By Chloe McCarthy
The Irish state presides over the worst trans healthcare system in the European Union, the National Gender Service (NGS):
- There’s no clinic treating under-18s;
- The single clinic that does exist nationwide fights doggedly against any other hormones, the most basic aspect of trans healthcare;
- Hundreds of patients were referred to the wrong clinic, and after years of already waiting were simply placed at the end of the waiting list to continue their wait;
- Speculative estimates at the length of the waiting list point to wait times of roughly a decade, which can only begin after a diagnosis of gender dysphoria, which only a handful of qualified psychiatrists provide.

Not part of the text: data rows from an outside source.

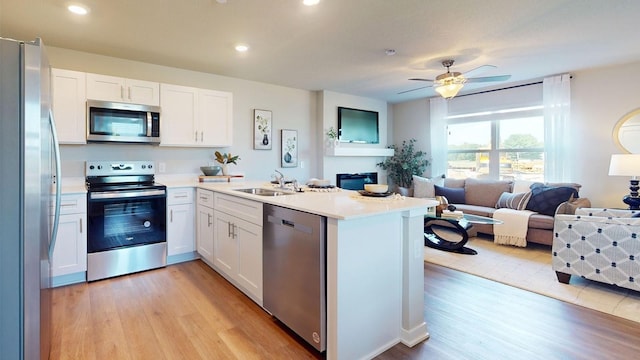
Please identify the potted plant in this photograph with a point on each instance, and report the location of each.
(332, 134)
(225, 159)
(405, 163)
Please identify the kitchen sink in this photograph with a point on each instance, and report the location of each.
(264, 192)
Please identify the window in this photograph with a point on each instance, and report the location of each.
(505, 144)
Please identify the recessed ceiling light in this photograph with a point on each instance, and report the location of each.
(242, 48)
(78, 9)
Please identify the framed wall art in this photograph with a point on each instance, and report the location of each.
(262, 130)
(289, 154)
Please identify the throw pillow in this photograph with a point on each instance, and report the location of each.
(516, 201)
(454, 195)
(424, 188)
(485, 192)
(546, 199)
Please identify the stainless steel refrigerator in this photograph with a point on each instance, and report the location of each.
(29, 164)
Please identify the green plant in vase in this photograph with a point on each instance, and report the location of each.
(405, 163)
(226, 159)
(332, 134)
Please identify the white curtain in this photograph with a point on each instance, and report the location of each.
(556, 98)
(438, 109)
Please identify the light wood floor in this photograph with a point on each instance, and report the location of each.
(188, 311)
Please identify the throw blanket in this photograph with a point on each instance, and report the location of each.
(513, 230)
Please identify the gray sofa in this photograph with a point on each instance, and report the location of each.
(480, 197)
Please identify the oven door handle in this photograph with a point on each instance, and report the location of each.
(127, 194)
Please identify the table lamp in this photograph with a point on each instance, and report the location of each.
(627, 165)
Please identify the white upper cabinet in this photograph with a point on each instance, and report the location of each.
(111, 88)
(195, 117)
(178, 117)
(216, 120)
(69, 105)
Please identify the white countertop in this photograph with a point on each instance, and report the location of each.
(342, 205)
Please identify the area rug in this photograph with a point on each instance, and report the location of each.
(530, 269)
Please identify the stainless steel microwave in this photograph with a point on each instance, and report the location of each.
(122, 122)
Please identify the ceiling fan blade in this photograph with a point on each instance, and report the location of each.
(418, 79)
(479, 70)
(489, 78)
(420, 88)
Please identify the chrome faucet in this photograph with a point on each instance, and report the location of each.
(280, 179)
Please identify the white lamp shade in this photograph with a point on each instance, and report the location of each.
(624, 165)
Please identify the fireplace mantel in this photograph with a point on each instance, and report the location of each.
(358, 151)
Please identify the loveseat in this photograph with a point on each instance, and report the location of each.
(484, 197)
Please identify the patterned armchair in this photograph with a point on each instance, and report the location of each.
(598, 244)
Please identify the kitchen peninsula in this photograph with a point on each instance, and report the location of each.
(374, 270)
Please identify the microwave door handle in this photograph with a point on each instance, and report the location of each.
(149, 124)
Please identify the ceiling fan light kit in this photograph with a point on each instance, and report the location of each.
(448, 91)
(450, 83)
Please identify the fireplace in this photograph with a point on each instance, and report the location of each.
(356, 181)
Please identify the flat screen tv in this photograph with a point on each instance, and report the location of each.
(358, 126)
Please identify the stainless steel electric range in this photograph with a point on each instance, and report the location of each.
(126, 213)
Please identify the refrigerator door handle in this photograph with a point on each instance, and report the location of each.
(58, 182)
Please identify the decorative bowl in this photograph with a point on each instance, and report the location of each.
(376, 188)
(210, 170)
(319, 182)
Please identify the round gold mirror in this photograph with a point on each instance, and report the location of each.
(626, 133)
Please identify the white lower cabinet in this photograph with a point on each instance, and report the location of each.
(204, 223)
(70, 252)
(181, 233)
(237, 245)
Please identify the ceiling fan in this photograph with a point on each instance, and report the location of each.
(449, 84)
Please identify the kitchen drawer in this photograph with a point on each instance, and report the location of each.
(248, 210)
(205, 198)
(71, 204)
(179, 196)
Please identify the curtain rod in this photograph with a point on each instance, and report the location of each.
(507, 88)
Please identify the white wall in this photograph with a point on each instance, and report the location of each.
(599, 98)
(411, 121)
(328, 103)
(292, 109)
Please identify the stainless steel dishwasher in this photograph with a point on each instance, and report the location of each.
(294, 278)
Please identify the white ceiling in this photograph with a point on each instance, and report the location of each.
(339, 45)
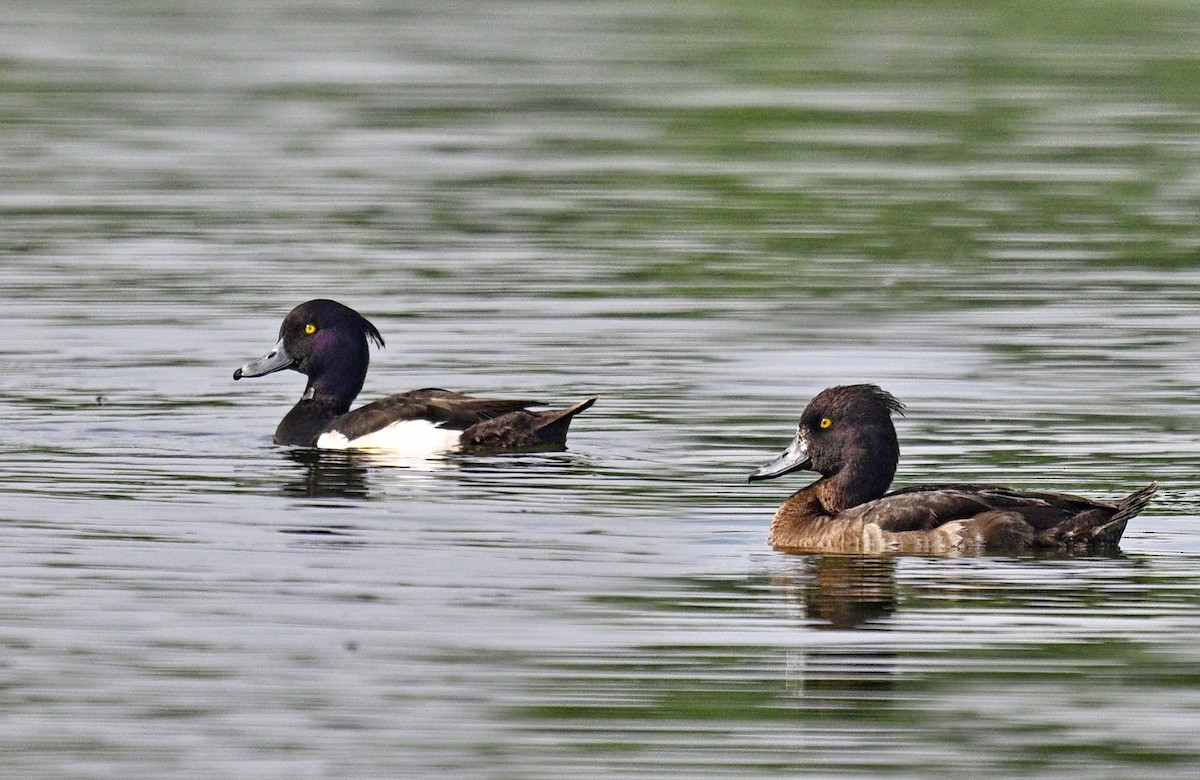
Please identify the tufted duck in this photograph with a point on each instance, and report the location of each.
(846, 436)
(328, 342)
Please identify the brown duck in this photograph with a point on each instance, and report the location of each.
(846, 436)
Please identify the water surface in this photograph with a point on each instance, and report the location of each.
(701, 213)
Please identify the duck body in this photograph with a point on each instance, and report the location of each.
(329, 343)
(846, 435)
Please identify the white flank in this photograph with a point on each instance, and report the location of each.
(406, 437)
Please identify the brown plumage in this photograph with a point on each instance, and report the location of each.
(846, 436)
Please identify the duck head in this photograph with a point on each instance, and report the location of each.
(325, 341)
(846, 436)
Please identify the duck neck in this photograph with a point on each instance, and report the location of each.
(333, 393)
(855, 484)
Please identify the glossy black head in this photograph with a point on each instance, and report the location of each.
(325, 341)
(845, 432)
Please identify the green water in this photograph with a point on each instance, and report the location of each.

Even by HSE standards, this system is laughably inadequate. Yet, it clings to its control over our bodies, monitoring hormone levels and treatments, which is something easily done by GPs in other countries, or even in Ireland for any cisgender person undergoing a hormone-related treatment. Interestingly, the NGS gives explicit guidelines to GPs to refuse to monitor patients undergoing treatment outside their purview, going so far as to tell GPs not to administer blood tests for those who are using DIY hormone replacement therapy (HRT).
Struggle for trans healthcare
So, what does the NGS achieve that could not be achieved without them? Create barriers. The core of which is their “assessments”, a three- to six-hour process in which no stone is left unturned whether it be childhood trauma, sexual abuse, every facet of your sexuality or whether you may have any mental illness which could lead them to deem you unfit to make such a decision about your own body, or worse, a misguided fetishist.

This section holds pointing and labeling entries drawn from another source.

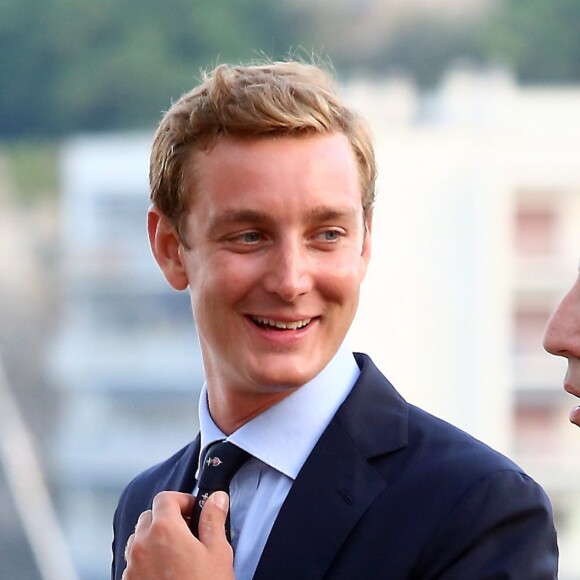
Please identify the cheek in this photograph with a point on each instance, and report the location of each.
(341, 282)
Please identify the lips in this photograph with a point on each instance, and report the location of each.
(280, 324)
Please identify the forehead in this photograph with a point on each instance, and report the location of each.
(315, 168)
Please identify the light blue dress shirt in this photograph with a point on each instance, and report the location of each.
(280, 440)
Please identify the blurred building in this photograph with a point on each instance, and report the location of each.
(476, 235)
(125, 357)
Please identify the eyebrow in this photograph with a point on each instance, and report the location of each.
(244, 216)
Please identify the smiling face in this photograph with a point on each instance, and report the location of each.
(276, 254)
(562, 338)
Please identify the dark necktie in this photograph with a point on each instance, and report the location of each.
(222, 461)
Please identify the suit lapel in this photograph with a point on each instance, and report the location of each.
(337, 483)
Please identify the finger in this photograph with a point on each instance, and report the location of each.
(144, 522)
(575, 416)
(212, 523)
(128, 546)
(172, 503)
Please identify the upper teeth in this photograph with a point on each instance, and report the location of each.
(284, 325)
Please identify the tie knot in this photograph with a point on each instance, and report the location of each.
(222, 461)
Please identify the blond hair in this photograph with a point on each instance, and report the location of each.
(259, 100)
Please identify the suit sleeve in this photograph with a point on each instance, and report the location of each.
(501, 528)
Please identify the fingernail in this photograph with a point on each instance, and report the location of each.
(220, 499)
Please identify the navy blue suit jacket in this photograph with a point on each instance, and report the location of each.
(388, 492)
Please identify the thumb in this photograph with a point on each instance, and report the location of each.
(212, 523)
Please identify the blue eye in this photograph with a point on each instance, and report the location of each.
(250, 237)
(330, 235)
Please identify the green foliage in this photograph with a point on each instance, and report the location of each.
(83, 65)
(538, 39)
(93, 65)
(32, 168)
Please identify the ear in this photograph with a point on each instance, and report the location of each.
(367, 240)
(165, 245)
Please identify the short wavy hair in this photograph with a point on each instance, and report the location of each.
(288, 98)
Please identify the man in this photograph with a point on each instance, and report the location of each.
(262, 186)
(562, 338)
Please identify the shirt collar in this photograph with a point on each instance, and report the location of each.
(284, 435)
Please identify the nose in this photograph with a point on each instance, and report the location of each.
(562, 336)
(290, 272)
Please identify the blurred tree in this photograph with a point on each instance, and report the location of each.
(538, 39)
(79, 65)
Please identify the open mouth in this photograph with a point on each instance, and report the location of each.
(279, 324)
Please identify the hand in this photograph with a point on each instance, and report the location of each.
(575, 416)
(164, 547)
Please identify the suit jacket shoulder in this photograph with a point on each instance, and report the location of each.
(391, 491)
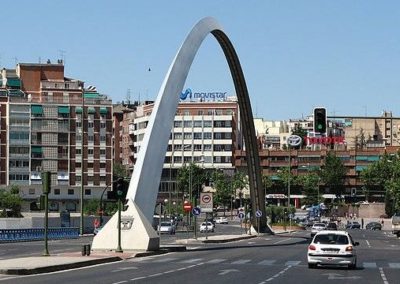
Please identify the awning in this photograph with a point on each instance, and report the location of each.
(63, 109)
(37, 109)
(14, 82)
(37, 149)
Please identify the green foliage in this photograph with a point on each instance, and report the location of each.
(333, 174)
(10, 203)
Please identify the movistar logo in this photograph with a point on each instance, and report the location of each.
(185, 94)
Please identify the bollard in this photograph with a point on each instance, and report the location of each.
(88, 249)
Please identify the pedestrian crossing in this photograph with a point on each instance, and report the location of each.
(264, 262)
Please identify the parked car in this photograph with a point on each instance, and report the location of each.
(373, 226)
(166, 228)
(332, 248)
(353, 225)
(317, 227)
(221, 220)
(331, 226)
(206, 227)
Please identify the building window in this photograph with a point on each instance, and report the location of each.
(177, 123)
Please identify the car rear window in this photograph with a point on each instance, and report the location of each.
(331, 239)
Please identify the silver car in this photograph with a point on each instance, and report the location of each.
(332, 248)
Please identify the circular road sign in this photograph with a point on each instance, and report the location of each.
(196, 211)
(206, 198)
(294, 140)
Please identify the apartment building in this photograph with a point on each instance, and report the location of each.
(53, 123)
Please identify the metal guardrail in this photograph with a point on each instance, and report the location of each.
(37, 234)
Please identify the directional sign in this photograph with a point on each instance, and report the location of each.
(294, 140)
(206, 202)
(196, 211)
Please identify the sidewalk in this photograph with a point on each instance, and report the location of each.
(64, 261)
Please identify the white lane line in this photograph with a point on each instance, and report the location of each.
(267, 262)
(383, 276)
(394, 265)
(369, 264)
(292, 263)
(217, 260)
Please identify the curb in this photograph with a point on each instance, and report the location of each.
(53, 268)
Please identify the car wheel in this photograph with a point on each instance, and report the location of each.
(312, 265)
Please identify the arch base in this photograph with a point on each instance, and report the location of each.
(136, 233)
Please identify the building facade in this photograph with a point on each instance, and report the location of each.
(53, 123)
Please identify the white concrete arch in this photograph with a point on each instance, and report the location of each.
(143, 188)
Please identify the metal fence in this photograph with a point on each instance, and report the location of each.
(37, 234)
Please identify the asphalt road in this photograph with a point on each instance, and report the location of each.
(265, 259)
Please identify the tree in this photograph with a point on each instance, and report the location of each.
(333, 174)
(10, 202)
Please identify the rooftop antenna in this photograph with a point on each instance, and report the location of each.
(62, 55)
(128, 96)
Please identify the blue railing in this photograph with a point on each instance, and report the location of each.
(37, 234)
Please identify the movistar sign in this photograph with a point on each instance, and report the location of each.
(202, 96)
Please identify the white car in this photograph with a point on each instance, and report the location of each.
(166, 228)
(221, 220)
(332, 248)
(206, 227)
(317, 227)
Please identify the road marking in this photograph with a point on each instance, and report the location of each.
(276, 275)
(226, 271)
(383, 276)
(394, 265)
(191, 260)
(369, 265)
(292, 263)
(217, 260)
(267, 262)
(165, 259)
(241, 261)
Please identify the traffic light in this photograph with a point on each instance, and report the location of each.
(320, 120)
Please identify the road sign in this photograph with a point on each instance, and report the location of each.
(206, 202)
(294, 140)
(196, 211)
(187, 206)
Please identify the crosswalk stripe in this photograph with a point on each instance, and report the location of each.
(241, 261)
(193, 260)
(369, 264)
(394, 265)
(165, 259)
(217, 260)
(267, 262)
(292, 263)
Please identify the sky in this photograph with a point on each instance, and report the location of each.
(296, 55)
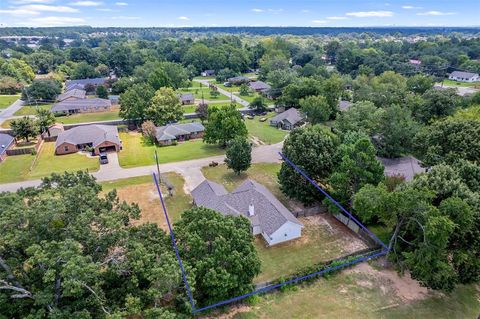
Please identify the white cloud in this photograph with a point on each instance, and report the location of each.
(86, 3)
(19, 12)
(55, 21)
(337, 18)
(409, 7)
(370, 14)
(436, 13)
(47, 8)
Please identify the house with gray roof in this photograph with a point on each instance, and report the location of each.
(464, 76)
(6, 142)
(267, 215)
(259, 86)
(100, 138)
(407, 167)
(171, 133)
(73, 106)
(288, 119)
(74, 94)
(94, 82)
(187, 98)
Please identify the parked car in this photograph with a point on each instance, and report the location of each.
(103, 158)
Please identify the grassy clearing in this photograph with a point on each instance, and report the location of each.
(32, 109)
(141, 190)
(359, 295)
(138, 153)
(7, 100)
(263, 131)
(17, 168)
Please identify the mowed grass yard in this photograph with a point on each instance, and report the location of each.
(263, 131)
(19, 168)
(32, 109)
(142, 190)
(7, 100)
(136, 152)
(362, 293)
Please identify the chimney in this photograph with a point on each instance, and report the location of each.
(251, 209)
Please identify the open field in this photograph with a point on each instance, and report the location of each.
(142, 190)
(263, 131)
(17, 168)
(138, 153)
(7, 100)
(32, 109)
(323, 238)
(362, 292)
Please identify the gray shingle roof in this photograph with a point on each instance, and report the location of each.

The NGS often cites autism and ADHD in particular as markers that someone is not fit to decide what they want and should not be allowed to medically transition, even as fully competent adults, and research shows that these conditions are particularly prevalent in the trans population. Here is the crux of the NGS: it is a way of minimising the existence of trans people: it flies in the face of all available research to soothe their preconceived notion that there should not be this many of us.
Attack on bodily autonomy
The Irish trans healthcare system is a revealing artefact of the way capitalist society has reacted to the self-advocacy of a section of society who desire to live in a way that differs from the traditionally prescribed archetypes of presentation that are considered acceptable to the system. The struggle for bodily autonomy in the face of institutionalised discrimination is, of course, not exclusive to the trans community; however, they are the core target of right-wing political forces seeking to deepen the consequences for deviancy in the current climate.
Following the historic Repeal vote in 2018, the right has had to find a new bastion in the fight against bodily autonomy and a victory in the fight against the trans community will never be more than a stone’s throw away from crackdowns on reproductive health, LGBTQ rights generally, children’s rights and migrant rights. The repression of one group is a testing ground for the repression of all, and we must stand in opposition to every attack the rising tide of fascism wages on people.